说着认真端详他半晌道:“小白你长大了,以前的种种苦难,能不能当成老天对你的试炼,孟子曰:“舜发于畎亩之中,傅说举于版筑之间,胶鬲举于鱼盐之中,管夷吾举于土,孙叔敖举于海,百里奚举于市。故天将降大任于是人也,必先苦其心志,劳其筋骨……身处逆境或许不都是坏事,往好的方面想,也许会发现那些苦难是登高的阶梯。”
晓晓难得讲这样的大道理,事实上,她最讨厌的讲大道理,可她怕啊,怕小白会记恨夫子,会像朱锦堂说的那样儿,不死不休。
晓晓是觉着,或许在小白心里最不能释怀的,还是被慕容兰舟囚禁宫里的这几年,对于一个君王来说,这是毕生难忘的屈辱,所以,她苦口婆心搜肠刮肚的想了这些话来。
本来还以为小白会不耐烦听,不想他倒异常认真的听了,且听完了之后,笑道:“早听见人说女生外向,但凡女孩子嫁了人,就想着自己丈夫了,以前朕还不信,今儿瞧姐姐这般,倒不得不信了,姐姐说这些,不就是为了丞相吗,姐姐忧心什么,朕分得清轻重,若认真说,丞相该算朕的恩人,没有他说不准朕早没命了,不管他当初是什么目的,到底救了朕的命,朕又怎会恩将仇报,更何况,你那日说的对,丞相是朕的夫子呢,不说旁的只瞧朕的字,师徒之份想不认都不成,劝姐姐留在京城也是为着尽弟子之份。”
小白说这话的时候,含着浅笑,晓晓仔细瞧了他的眼,他的眸光坦荡真诚,晓晓终于松了口气:“你想明白就好,我是怕你钻牛角尖,记恨夫子,他虽有错,好在及时更正过来,借着姐姐之手教出了一个明君,也算将功折罪了。”
小白目光闪了闪道:“明君?姐姐如何知道朕就是明君了?”
晓晓笑道:“听夫子说的,他说这一个月你临朝听政,处理政事,颇有圣祖之风呢。”
圣祖?小白道:“倒要该多谢夫子教导了,只朕发现,当一个明君太累,倒不如当个昏君的好。”

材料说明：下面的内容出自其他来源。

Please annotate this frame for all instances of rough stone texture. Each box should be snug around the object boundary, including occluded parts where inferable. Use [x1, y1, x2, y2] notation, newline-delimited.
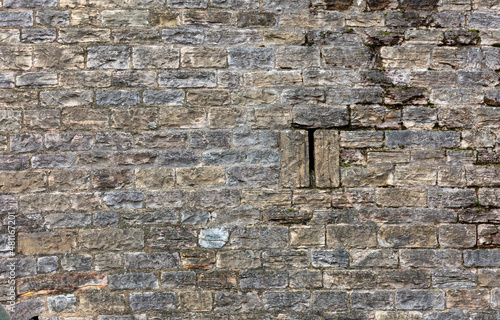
[0, 0, 500, 320]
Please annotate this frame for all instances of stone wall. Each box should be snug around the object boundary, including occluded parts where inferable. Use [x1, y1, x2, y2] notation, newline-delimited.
[0, 0, 500, 320]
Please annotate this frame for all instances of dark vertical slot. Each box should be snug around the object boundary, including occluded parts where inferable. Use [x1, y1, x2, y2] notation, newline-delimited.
[307, 129, 316, 187]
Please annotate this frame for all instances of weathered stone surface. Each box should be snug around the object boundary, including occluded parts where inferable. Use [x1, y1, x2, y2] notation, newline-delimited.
[109, 273, 158, 290]
[0, 0, 500, 320]
[18, 232, 76, 255]
[280, 130, 310, 187]
[378, 225, 437, 248]
[80, 228, 144, 251]
[130, 292, 175, 311]
[198, 228, 229, 249]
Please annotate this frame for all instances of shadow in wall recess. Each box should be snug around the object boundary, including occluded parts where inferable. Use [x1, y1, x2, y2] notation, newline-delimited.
[307, 129, 316, 188]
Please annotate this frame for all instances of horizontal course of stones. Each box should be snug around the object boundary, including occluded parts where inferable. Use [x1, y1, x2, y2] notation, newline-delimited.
[0, 0, 500, 320]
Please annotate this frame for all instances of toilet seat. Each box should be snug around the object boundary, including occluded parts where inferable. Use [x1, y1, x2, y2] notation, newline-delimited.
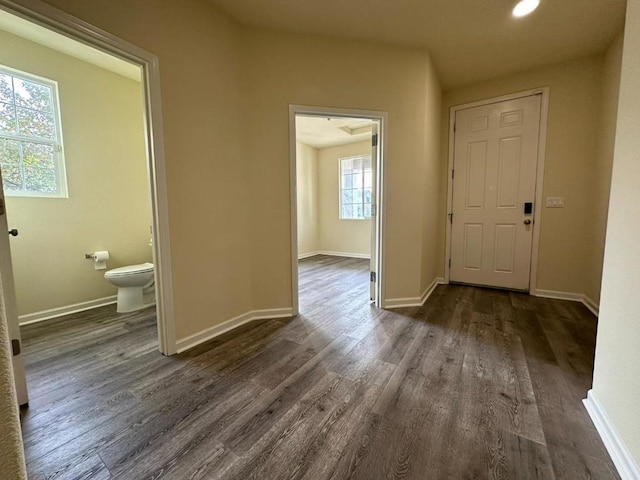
[104, 262, 153, 278]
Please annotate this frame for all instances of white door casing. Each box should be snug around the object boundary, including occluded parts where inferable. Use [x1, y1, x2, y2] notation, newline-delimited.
[369, 122, 380, 303]
[450, 95, 541, 291]
[0, 172, 29, 405]
[288, 106, 388, 315]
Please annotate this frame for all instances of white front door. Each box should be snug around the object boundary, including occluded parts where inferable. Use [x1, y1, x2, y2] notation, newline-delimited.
[450, 95, 541, 290]
[0, 173, 29, 405]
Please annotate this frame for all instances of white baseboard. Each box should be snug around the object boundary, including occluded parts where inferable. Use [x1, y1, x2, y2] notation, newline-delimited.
[384, 277, 446, 308]
[298, 250, 371, 260]
[531, 289, 600, 317]
[582, 390, 640, 480]
[318, 250, 371, 259]
[176, 308, 293, 353]
[298, 252, 320, 260]
[18, 295, 117, 325]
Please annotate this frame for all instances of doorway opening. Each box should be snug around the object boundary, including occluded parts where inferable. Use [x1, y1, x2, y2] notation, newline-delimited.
[0, 0, 175, 404]
[290, 106, 386, 314]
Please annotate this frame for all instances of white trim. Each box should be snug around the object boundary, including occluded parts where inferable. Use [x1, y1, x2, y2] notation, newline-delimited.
[298, 251, 320, 260]
[0, 0, 176, 355]
[582, 390, 640, 480]
[176, 308, 293, 353]
[531, 289, 599, 317]
[444, 87, 549, 291]
[420, 277, 445, 305]
[318, 250, 371, 259]
[580, 295, 600, 317]
[289, 105, 389, 315]
[384, 277, 447, 308]
[18, 295, 118, 326]
[298, 250, 371, 260]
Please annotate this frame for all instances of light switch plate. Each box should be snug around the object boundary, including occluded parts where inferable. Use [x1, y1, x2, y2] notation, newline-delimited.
[545, 197, 564, 208]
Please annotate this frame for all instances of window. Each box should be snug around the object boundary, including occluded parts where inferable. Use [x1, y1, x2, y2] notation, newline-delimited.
[0, 67, 67, 197]
[340, 156, 373, 220]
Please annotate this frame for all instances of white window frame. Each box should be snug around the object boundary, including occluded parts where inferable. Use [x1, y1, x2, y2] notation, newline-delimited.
[338, 155, 373, 220]
[0, 65, 69, 198]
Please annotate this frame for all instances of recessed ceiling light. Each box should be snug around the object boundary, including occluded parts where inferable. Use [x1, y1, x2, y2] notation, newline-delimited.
[513, 0, 540, 17]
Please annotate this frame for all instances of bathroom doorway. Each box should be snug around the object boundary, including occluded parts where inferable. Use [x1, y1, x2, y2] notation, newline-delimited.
[0, 0, 175, 403]
[290, 106, 386, 313]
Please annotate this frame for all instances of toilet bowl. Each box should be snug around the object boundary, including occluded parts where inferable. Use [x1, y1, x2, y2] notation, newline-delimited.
[104, 262, 153, 313]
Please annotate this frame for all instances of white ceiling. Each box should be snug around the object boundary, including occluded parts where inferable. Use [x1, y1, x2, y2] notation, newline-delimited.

晓晓笑了:“胡说八道,哪有皇上想当昏君的,如何对得起天下百姓。”
小白脸上挂着笑,心里却越发苦,他对得起天下百姓做什么,如果让他选,他宁可只对的起她一个,只要她永远留在自己身边儿,天下百姓与自己何干。
可她却要走,她要弃自己而去,这辈子都不再回来,自己这般苦劝她都不成,苦劝不行就只有强留了。
想到此,问道:“姐姐跟丞相何时启程,去哪里?”
晓晓此时彻底放松了下来,现在的小白就像当初一样,让她毫无压力:“夫子说,过了年开了河就走,一路沿河南下,先去扬州……”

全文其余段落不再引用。